Aquel segundo domingo de julio del año 1339 era una fecha trascendental para Barcelona. En enero de 1336 había fallecido en la ciudad condal el rey Alfonso el Benigno y tras la pascua de ese mismo año, fue coronado en Zaragoza su hijo Pedro, quien reinaba bajo el título de Pedro III de Cataluña, IV de Aragón y II de Valencia.
Durante casi cuatro años, desde 1336 hasta 1339, el nuevo monarca no visitó Barcelona, la ciudad condal, la capital de Cataluña, y tanto la nobleza como los comerciantes veían con preocupación aquella desidia por rendir homenaje a la más importante de las ciudades del reino. La animadversión del nuevo monarca hacia la nobleza catalana era bien conocida por todos: Pedro III era hijo de la primera mujer del fallecido Alfonso, Teresa de Entenza, condesa de Urgel y vizcondesa de Ager. Teresa falleció antes de que su marido fuera coronado rey y Alfonso contrajo segundas nupcias con Leonor de Castilla, mujer ambiciosa y cruel de la que había tenido dos hijos.
El rey Alfonso, conquistador de Cerdeña, era no obstante débil de carácter e influenciable, y la reina Leonor pronto consiguió para sus hijos importantes concesiones de tierras y títulos. Su siguiente propósito fue la implacable persecución de sus hijastros, los hijos de Teresa de Entenza, herederos del trono de su padre. Durante los ocho años de reinado de Alfonso el Benigno y a ciencia y paciencia de éste y de su corte catalana, Leonor se dedicó a atacar al infante Pedro, entonces un niño, y a su hermano Jaime, conde de Urgel. Tan sólo dos nobles catalanes, Ot de Monteada, padrino de Pedro, y Vidal de Vilanova, comendador de Montalbán, apoyaron la causa de los hijos de Teresa de Entenza y aconsejaron al rey Alfonso y a los propios infantes que escaparan a fin de no ser envenenados. Los infantes Pedro y Jaime así lo hicieron y se escondieron en las montañas de Jaca, en Aragón; después consiguieron el apoyo de la nobleza aragonesa y refugio en la ciudad de Zaragoza, bajo la protección del arzobispo Pedro de Luna.

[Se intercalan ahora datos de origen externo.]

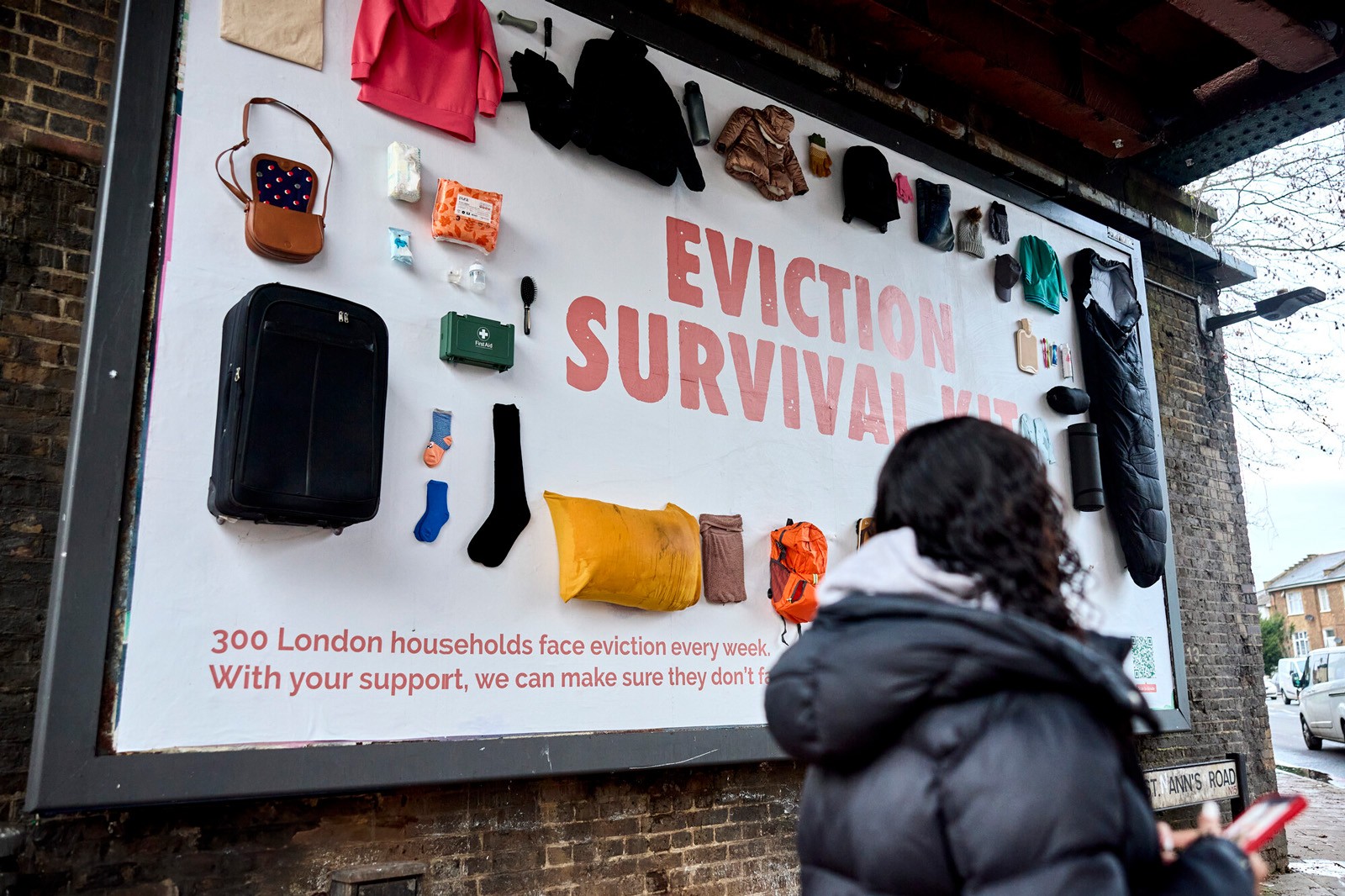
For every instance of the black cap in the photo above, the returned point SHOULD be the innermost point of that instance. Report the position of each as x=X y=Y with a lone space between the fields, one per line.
x=1008 y=272
x=1067 y=401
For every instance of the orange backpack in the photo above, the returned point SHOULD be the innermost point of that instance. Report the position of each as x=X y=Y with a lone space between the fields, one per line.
x=798 y=560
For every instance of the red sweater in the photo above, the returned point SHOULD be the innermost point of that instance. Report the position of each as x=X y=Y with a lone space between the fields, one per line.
x=430 y=61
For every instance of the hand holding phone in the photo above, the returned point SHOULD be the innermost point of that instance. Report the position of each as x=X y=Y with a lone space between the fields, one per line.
x=1263 y=820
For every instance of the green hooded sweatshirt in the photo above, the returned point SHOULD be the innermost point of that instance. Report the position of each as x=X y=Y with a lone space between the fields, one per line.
x=1042 y=279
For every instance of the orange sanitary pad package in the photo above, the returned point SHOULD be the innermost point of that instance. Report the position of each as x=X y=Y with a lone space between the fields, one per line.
x=466 y=215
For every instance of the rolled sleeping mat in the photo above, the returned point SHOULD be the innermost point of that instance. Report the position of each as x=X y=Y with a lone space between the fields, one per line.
x=1086 y=467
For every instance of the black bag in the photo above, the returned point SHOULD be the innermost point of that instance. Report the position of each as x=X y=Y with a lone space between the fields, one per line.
x=299 y=427
x=869 y=192
x=934 y=215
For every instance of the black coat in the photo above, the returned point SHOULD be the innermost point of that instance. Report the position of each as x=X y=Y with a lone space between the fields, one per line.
x=959 y=751
x=1127 y=441
x=625 y=111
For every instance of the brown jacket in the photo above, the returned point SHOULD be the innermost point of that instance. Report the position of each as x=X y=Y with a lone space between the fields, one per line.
x=757 y=148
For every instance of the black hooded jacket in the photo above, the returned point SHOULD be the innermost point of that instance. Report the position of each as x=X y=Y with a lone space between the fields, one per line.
x=625 y=111
x=959 y=751
x=1127 y=440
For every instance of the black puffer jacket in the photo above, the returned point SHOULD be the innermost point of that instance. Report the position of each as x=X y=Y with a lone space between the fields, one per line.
x=1121 y=405
x=959 y=751
x=625 y=111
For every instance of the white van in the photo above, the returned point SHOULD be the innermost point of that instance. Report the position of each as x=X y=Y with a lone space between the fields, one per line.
x=1284 y=677
x=1321 y=697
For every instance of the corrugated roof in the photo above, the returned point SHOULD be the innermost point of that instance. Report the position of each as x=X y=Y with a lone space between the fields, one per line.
x=1311 y=571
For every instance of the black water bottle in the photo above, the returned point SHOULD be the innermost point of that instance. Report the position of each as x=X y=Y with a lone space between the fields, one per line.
x=696 y=113
x=1086 y=467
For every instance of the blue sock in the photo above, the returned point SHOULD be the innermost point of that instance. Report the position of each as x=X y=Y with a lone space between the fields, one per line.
x=436 y=512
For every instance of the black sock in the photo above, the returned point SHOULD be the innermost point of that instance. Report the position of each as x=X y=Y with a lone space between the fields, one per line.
x=510 y=515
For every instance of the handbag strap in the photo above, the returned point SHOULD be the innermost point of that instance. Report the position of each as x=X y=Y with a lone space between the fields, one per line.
x=237 y=188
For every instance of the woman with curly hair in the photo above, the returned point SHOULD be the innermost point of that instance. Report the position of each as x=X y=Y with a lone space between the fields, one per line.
x=965 y=735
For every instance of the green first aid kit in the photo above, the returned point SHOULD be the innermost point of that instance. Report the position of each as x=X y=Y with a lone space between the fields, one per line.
x=477 y=340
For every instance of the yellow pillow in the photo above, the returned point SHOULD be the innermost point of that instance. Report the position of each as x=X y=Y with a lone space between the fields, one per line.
x=645 y=559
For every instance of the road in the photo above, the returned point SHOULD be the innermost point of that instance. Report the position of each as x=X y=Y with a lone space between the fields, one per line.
x=1289 y=744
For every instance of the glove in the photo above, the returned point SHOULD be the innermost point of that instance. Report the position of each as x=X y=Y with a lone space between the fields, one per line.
x=999 y=222
x=818 y=158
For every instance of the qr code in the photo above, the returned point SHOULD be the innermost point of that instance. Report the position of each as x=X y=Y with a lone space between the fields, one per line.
x=1142 y=654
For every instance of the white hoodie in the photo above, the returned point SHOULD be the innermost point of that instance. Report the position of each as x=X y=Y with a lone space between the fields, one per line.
x=891 y=564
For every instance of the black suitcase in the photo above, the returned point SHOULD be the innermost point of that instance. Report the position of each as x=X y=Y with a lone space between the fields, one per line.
x=299 y=427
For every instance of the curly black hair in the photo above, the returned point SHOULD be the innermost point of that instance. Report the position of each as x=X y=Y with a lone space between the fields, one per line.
x=978 y=499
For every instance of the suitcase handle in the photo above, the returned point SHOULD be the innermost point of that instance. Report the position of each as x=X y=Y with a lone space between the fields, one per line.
x=299 y=333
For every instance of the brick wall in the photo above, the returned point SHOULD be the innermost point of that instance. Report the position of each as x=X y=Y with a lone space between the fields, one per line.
x=1221 y=625
x=723 y=831
x=55 y=65
x=54 y=69
x=693 y=833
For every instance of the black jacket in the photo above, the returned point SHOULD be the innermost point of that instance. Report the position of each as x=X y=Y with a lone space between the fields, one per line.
x=625 y=111
x=1127 y=443
x=959 y=751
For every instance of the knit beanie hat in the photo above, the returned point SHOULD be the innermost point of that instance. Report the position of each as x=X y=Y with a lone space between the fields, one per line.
x=968 y=233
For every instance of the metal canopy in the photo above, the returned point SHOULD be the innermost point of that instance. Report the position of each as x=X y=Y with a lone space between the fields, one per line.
x=1158 y=81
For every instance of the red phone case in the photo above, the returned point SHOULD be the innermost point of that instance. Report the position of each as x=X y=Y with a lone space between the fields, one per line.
x=1263 y=820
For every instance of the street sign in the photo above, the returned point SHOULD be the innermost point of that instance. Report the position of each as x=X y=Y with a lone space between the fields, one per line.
x=1189 y=784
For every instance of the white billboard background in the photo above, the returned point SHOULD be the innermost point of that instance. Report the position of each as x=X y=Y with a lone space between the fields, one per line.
x=584 y=230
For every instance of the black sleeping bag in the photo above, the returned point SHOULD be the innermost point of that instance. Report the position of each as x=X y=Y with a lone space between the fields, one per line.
x=1121 y=405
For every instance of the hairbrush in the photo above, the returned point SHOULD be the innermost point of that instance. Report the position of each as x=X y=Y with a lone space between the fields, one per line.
x=529 y=291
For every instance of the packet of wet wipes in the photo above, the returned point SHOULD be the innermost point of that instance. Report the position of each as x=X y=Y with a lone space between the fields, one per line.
x=400 y=245
x=403 y=171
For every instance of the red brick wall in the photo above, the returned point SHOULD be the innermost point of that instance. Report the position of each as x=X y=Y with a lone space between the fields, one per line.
x=54 y=69
x=55 y=65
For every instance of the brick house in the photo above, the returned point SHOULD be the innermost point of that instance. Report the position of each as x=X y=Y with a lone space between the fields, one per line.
x=1311 y=595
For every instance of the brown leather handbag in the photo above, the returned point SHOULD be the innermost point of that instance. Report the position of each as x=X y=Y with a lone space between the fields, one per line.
x=279 y=219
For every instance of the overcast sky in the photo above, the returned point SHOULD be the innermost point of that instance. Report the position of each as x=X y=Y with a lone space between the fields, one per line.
x=1293 y=513
x=1284 y=212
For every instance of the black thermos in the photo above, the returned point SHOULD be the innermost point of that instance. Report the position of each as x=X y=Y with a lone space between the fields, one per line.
x=696 y=113
x=1086 y=467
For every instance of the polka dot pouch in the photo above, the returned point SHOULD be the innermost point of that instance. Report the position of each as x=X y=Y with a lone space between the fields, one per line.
x=284 y=183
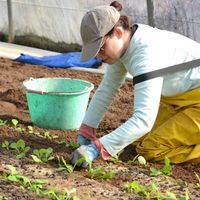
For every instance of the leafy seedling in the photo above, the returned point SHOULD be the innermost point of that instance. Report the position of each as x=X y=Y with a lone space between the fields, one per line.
x=99 y=173
x=20 y=147
x=37 y=185
x=198 y=179
x=166 y=169
x=55 y=195
x=2 y=122
x=5 y=144
x=13 y=176
x=63 y=165
x=42 y=155
x=72 y=144
x=15 y=123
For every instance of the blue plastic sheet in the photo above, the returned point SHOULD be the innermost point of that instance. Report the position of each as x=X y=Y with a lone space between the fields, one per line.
x=63 y=60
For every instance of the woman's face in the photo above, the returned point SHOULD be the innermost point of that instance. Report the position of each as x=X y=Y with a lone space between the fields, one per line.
x=113 y=47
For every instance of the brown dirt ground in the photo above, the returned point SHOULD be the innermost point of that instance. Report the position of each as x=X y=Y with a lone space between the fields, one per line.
x=13 y=104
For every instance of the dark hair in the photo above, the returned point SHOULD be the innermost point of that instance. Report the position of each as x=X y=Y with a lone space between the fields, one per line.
x=124 y=20
x=116 y=5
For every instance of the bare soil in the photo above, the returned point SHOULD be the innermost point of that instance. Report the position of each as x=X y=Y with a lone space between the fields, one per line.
x=13 y=105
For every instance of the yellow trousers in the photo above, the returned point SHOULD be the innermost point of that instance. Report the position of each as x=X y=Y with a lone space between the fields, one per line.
x=176 y=132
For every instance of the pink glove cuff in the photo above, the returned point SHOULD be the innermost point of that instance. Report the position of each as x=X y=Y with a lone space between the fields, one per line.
x=104 y=154
x=87 y=132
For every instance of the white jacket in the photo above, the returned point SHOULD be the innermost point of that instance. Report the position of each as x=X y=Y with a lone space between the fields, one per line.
x=150 y=49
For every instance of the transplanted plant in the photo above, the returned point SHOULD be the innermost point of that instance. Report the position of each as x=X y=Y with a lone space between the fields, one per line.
x=166 y=169
x=20 y=147
x=42 y=155
x=2 y=122
x=15 y=177
x=63 y=165
x=55 y=195
x=198 y=179
x=15 y=122
x=99 y=173
x=5 y=145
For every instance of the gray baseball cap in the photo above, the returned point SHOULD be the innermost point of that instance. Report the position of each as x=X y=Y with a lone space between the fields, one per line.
x=95 y=24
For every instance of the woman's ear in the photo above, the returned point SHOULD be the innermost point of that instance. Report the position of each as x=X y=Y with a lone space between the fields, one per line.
x=118 y=31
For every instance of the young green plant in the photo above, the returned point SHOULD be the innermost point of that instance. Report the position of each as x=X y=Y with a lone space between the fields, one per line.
x=42 y=155
x=20 y=147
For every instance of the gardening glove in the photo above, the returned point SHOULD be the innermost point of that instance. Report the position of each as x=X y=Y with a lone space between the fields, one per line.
x=87 y=152
x=81 y=140
x=86 y=135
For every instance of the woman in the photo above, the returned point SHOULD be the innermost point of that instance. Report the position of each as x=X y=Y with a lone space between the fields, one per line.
x=166 y=114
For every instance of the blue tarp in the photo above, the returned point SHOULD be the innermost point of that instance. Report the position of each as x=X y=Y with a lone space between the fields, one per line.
x=62 y=60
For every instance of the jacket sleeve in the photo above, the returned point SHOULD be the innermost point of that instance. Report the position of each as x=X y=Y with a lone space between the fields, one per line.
x=103 y=97
x=146 y=104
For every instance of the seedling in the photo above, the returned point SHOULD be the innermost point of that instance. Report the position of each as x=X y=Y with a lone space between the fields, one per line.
x=42 y=155
x=3 y=198
x=167 y=169
x=2 y=122
x=142 y=160
x=63 y=165
x=55 y=195
x=13 y=176
x=99 y=173
x=198 y=179
x=5 y=144
x=20 y=147
x=37 y=185
x=15 y=123
x=72 y=144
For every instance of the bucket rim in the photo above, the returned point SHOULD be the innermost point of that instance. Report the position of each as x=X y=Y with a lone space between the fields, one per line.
x=87 y=89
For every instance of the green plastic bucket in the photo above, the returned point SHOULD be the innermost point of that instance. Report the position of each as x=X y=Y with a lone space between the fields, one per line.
x=57 y=103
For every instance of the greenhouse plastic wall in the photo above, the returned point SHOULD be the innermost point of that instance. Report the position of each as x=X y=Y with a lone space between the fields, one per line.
x=60 y=20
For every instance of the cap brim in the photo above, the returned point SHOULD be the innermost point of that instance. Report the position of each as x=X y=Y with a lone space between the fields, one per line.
x=90 y=51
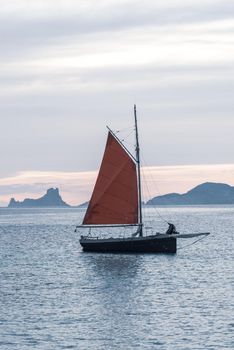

Por eso la coronación de Pedro rompió con una tradición que se mantenía desde que se unieron el reino de Aragón y el principado de Cataluña. Si el cetro de Aragón se entregaba en Zaragoza, el principado de Cataluña, que correspondía al rey en su calidad de conde de Barcelona, debía ser entregado en tierras catalanas. Hasta la entronación de Pedro III, los monarcas juraban previamente en Barcelona para después ser coronados en Zaragoza. Porque si el rey recibía la corona por el simple hecho de ser el monarca de Aragón, como conde de Barcelona sólo recibía el principado si juraba lealtad a los fueros y constituciones de Cataluña y hasta entonces el juramento de los fueros se consideraba un trámite previo a cualquier entronación.